Le choix du verre joue un rôle déterminant sur la perception du vin. Chaque cépage, chaque région, et même, pour les très grands, chaque vin – un verre Cheval Blanc a été conçu par Georg Riedel et Pierre Lurton – nécessite une approche particulière de ses arômes, de son fruité, son acidité, son gras et ses tanins. Chez Riedel, la discussion ne porte pas d’abord sur le design ou les arts de la table, même si la dernière carafe Boa ou les verres noirs destinés aux dégustations à l’aveugle (Black Serie, version blind) sont des objets plus que désirables. La qualité première d’un verre Riedel est de n’obéir qu’à sa fonction. Seule compte la dégustation. Ainsi, lorsque Georg Riedel et Pierre Lurton ont tenté d’identifier, parmi différents modèles, celui qui conviendrait à une opération mondiale consistant à proposer “Yquem au verre”, ce n’est pas le verre “Sauternes” qui s’est imposé. C’est le “Sauvignon” qui a su le mieux exprimer la minéralité particulière et la longue et élégante finale du célèbre liquoreux. Après avoir effectué durant quarante ans ce travail de pionnier éternellement renouvelé qui consiste à étudier sans cesse chacun des cépages majeurs, dans toutes les grandes régions viticoles du monde, Georg confie aujourd’hui les rênes de son entreprise, dont il reste propriétaire et conseil, à son fils.

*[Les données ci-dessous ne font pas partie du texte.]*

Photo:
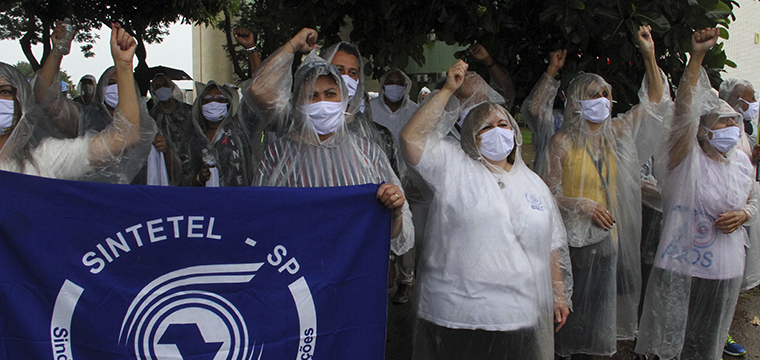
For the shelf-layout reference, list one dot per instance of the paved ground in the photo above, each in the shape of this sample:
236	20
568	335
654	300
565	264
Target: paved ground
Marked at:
401	319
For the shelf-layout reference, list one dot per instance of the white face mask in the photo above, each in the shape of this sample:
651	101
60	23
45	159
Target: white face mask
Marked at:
326	116
725	139
88	89
214	111
6	116
394	93
164	94
596	110
351	84
496	144
751	111
112	95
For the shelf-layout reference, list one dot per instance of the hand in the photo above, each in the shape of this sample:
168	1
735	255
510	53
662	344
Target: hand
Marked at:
703	40
122	46
556	61
305	40
646	43
730	221
603	217
479	53
756	154
455	76
392	197
204	174
160	143
58	35
561	312
245	37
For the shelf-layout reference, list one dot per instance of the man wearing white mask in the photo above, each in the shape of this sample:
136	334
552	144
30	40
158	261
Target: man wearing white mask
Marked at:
219	151
319	150
392	109
740	94
174	120
73	119
86	89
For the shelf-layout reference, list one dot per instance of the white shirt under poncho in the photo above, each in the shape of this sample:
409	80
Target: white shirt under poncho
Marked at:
66	159
485	261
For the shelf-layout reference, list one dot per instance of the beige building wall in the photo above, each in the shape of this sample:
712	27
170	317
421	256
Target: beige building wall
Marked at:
743	44
210	61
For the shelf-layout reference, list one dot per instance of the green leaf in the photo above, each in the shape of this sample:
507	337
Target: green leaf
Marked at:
576	4
723	33
658	22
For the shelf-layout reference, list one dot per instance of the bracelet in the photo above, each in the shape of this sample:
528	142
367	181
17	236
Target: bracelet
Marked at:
251	50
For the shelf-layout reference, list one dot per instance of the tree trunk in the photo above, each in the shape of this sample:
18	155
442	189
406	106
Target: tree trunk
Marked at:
231	46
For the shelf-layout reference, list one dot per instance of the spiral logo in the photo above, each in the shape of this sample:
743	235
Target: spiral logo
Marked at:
171	319
704	230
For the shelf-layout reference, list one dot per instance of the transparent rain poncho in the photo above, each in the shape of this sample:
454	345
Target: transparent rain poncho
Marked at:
230	148
584	168
360	118
38	147
492	243
693	290
112	163
731	90
80	87
174	122
541	117
299	158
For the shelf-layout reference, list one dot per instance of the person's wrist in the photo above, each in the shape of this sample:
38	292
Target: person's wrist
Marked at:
252	49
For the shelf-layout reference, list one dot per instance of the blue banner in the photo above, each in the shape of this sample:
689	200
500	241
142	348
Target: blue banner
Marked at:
98	271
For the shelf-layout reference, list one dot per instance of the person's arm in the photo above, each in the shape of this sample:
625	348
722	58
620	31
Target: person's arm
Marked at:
269	89
120	134
63	112
701	42
246	39
500	79
415	132
537	107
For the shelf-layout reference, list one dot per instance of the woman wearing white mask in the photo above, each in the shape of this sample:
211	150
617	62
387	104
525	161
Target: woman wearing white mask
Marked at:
32	145
740	94
76	120
86	89
319	151
218	149
592	165
494	272
708	194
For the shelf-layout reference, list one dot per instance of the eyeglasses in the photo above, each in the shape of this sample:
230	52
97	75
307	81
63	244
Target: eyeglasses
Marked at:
218	98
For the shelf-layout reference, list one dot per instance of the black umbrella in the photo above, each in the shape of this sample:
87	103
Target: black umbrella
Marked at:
145	75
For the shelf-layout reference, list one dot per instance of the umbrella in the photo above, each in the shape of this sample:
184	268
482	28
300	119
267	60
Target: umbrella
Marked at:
144	75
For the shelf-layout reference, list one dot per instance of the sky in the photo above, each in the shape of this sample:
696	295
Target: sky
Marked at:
175	51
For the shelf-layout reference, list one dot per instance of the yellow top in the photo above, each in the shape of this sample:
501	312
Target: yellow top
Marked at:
580	177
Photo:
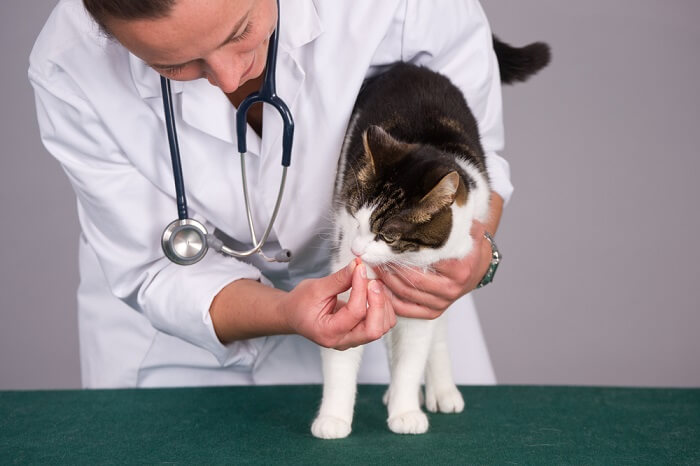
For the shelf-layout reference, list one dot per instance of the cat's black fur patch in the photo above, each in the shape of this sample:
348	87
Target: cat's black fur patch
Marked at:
411	125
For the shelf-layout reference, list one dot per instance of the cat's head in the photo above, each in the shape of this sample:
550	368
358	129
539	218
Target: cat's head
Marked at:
405	202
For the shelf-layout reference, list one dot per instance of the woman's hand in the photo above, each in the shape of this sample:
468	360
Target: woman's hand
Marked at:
426	295
313	310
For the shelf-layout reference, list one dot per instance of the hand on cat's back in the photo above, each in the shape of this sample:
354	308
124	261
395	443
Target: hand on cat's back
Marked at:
426	295
313	309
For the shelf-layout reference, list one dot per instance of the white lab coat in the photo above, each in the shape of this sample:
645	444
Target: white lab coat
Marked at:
143	320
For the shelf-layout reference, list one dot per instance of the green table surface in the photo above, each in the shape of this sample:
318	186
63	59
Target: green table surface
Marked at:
270	425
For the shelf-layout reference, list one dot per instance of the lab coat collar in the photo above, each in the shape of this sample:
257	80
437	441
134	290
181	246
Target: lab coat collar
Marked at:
300	25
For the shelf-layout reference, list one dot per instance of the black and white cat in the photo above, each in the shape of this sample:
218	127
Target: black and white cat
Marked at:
411	179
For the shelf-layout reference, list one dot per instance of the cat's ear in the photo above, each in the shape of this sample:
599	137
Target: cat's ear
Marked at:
442	195
382	148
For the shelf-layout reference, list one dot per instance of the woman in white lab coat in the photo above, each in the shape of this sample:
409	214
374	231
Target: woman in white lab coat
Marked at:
145	321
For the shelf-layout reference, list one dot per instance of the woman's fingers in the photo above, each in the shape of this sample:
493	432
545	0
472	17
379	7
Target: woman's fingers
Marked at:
351	314
377	322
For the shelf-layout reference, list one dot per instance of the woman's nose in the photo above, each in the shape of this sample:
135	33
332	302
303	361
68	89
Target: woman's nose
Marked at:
224	72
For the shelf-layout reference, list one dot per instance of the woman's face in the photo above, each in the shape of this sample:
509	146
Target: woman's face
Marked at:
224	41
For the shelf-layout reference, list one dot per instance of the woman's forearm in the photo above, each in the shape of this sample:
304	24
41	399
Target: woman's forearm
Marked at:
248	309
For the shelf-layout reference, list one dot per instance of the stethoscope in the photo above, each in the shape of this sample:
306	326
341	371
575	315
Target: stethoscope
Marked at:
185	241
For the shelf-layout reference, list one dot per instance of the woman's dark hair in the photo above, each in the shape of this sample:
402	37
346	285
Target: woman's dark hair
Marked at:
102	10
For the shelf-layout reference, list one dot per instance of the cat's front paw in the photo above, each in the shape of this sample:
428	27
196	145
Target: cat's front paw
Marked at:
329	427
447	400
385	397
412	422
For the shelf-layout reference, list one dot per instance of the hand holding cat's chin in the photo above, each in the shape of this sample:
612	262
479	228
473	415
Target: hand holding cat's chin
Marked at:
427	294
313	310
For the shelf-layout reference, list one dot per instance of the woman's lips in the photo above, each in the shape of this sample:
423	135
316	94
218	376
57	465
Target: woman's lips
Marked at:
246	72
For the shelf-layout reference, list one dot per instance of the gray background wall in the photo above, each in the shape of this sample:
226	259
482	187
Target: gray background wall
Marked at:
600	279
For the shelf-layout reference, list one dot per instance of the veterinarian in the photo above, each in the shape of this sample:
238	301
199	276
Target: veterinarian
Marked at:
146	321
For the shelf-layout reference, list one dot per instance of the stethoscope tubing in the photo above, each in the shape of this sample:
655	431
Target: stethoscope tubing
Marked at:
174	148
178	236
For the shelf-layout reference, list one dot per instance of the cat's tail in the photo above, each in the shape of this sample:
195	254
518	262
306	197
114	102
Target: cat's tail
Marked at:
519	63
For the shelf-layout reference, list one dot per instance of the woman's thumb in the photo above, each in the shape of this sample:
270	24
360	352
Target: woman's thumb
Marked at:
341	280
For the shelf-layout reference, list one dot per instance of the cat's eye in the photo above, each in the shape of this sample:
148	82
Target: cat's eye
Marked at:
386	239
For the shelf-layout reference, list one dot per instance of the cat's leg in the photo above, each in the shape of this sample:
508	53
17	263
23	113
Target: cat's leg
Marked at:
389	346
340	368
441	393
410	340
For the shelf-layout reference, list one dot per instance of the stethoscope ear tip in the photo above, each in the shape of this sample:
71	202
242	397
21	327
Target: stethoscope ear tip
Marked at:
285	255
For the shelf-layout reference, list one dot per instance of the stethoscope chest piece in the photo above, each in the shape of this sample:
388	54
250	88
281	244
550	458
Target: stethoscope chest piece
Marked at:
185	241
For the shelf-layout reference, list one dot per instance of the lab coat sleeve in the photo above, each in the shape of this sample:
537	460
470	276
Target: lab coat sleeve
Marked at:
122	215
453	37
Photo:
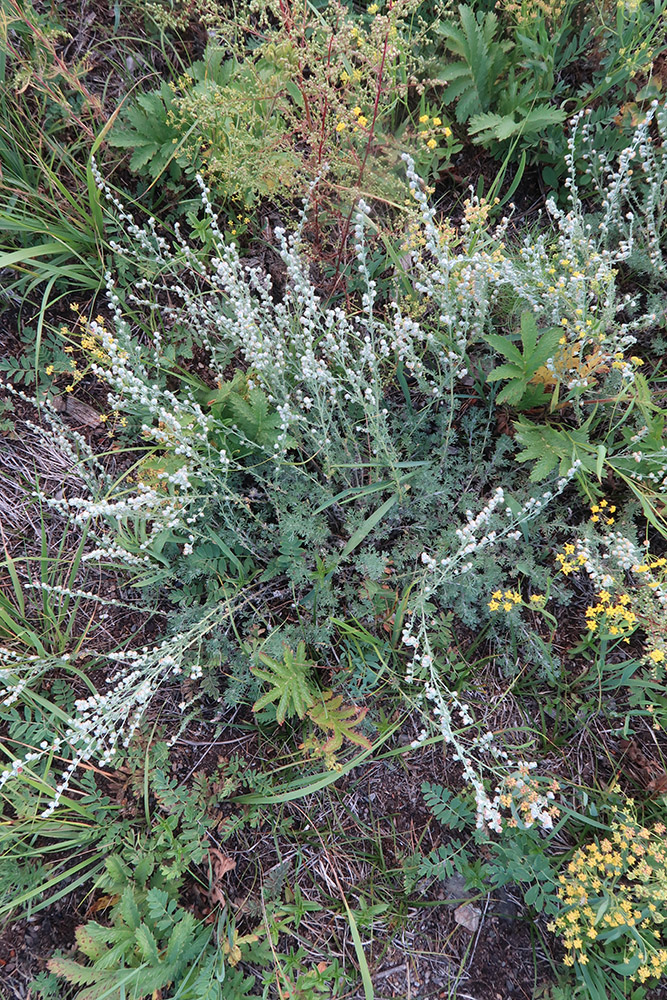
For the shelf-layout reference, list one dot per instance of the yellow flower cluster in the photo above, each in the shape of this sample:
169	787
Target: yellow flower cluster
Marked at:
567	564
511	598
603	512
615	618
506	600
617	889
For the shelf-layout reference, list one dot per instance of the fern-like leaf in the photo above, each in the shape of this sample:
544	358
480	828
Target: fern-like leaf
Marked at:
339	720
290	686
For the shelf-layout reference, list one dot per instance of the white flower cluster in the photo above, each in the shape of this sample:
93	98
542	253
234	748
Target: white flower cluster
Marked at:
105	721
475	537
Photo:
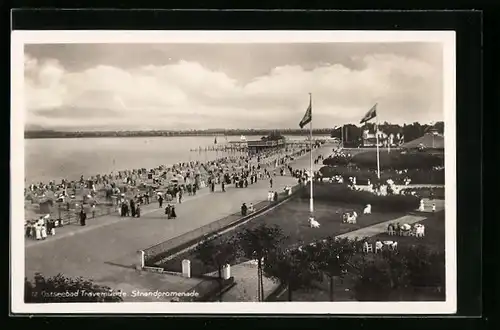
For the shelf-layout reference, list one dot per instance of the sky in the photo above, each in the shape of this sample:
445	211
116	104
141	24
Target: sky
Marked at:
200	86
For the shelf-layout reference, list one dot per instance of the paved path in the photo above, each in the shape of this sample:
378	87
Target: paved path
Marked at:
245	275
381	227
106	249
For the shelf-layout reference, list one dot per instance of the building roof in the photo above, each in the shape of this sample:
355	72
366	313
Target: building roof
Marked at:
427	141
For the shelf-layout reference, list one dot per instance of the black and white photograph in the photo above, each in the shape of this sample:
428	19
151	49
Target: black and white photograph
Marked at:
233	172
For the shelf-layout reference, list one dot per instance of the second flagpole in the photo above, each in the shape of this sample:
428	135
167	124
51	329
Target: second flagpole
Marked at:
311	204
378	150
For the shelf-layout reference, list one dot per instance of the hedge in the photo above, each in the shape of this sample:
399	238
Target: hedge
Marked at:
363	175
397	160
341	193
337	160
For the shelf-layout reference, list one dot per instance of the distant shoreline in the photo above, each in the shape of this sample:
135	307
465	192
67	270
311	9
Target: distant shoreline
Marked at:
127	134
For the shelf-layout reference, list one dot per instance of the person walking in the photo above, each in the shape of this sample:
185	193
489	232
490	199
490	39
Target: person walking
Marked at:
132	208
83	217
138	210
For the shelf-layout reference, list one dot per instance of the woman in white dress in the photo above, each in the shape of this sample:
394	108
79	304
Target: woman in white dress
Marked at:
43	232
38	231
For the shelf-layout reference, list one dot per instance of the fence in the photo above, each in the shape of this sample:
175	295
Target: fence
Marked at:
161	251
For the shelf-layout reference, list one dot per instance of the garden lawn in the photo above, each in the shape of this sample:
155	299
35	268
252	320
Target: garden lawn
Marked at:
434	239
292	218
434	234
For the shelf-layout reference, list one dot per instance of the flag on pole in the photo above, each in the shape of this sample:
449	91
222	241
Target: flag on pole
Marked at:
372	113
307	116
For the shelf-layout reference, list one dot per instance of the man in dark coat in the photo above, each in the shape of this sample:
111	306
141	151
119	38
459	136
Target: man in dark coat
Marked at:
244	209
83	217
132	208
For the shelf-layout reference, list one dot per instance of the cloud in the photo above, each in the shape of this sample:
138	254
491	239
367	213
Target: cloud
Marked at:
187	94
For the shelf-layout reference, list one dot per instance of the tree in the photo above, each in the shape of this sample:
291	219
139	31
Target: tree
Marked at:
396	274
217	252
426	268
257	244
294	268
333	256
62	289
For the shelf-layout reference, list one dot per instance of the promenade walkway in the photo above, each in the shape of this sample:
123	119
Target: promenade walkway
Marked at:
106	248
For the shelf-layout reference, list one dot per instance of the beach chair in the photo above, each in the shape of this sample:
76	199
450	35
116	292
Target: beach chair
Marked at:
367	247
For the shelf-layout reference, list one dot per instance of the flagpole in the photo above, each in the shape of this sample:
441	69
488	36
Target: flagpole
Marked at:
342	133
311	204
378	151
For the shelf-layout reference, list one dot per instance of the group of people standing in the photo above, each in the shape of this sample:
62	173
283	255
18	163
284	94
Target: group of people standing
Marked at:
41	228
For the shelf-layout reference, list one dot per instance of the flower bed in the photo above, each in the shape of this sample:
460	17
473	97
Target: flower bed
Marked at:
417	176
328	192
397	160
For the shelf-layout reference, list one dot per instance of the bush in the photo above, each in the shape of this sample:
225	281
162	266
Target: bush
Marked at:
417	176
62	289
404	274
397	160
341	193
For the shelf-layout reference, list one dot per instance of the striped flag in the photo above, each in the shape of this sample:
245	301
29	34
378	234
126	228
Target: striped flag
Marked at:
307	116
372	113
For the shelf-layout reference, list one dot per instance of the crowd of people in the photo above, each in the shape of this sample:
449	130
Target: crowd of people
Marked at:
126	191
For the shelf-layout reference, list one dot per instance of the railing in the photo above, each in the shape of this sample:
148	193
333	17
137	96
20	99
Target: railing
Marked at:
161	251
265	143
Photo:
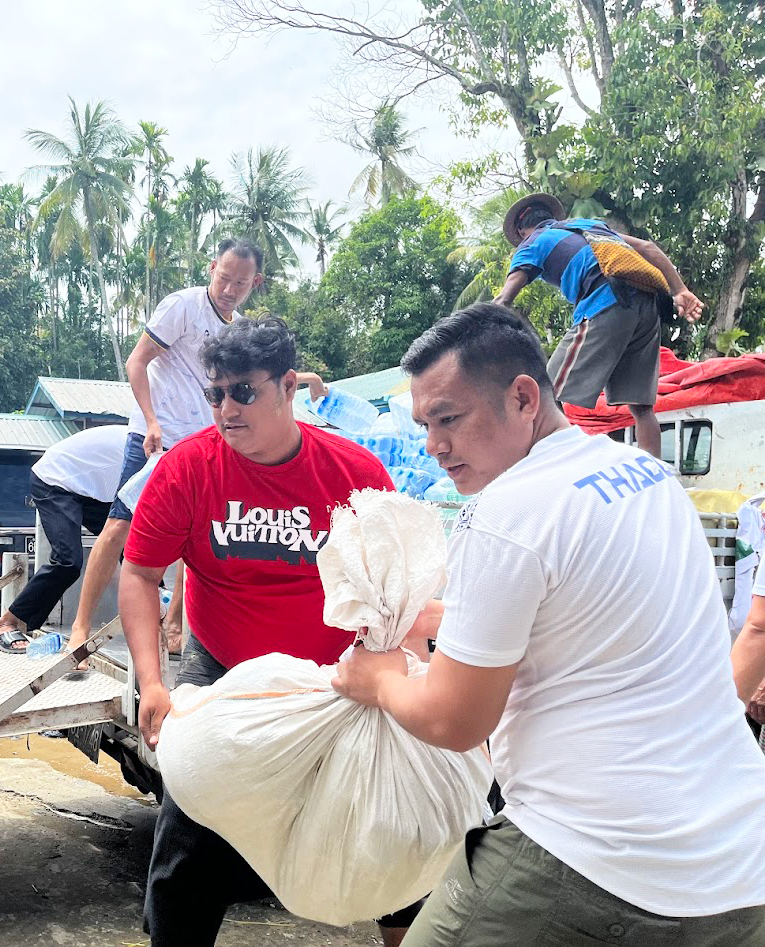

« Je suis fier de Maximilian, qui a su développer notre marché en Amérique du Nord avec un succès exceptionnel, et dont le talent et la créativité extraordinaires ont largement contribué au développement de la marque. Il sera secondé par ma fille Laetizia Riedel-Röthlisberger, avocate en droit des affaires et ambassadrice de la marque. » Face à cette passation de pouvoirs entre la dixième et la onzième génération de Riedel, le dégustateur reste confiant. Jusqu’à présent, pour reprendre l’expression du Time Magazine, la dynastie Riedel a plus fait pour contribuer au plaisir de l’œnophile que si elle avait possédé une étiquette. Cela ne devrait pas s’arrêter. Maximilian a d’ores et déjà annoncé qu’il souhaitait renforcer la présence de Riedel sur le marché européen, développer les filiales en Chine et ouvrir des marchés en Amérique du sud. Certes, l’avenir sera forcément fait de nouveaux amateurs et de nouveaux vins. Mais ce qui ne changera jamais, c’est que le seul moyen de contenter les premiers sera toujours de savoir leur révéler les seconds. Less is more et rien n’est plus visionnaire que la simplicité.
Amélie Couture
Cet article a été publié sous une forme différente dans le numéro de juillet 2013 de Série limitée-Les Échos.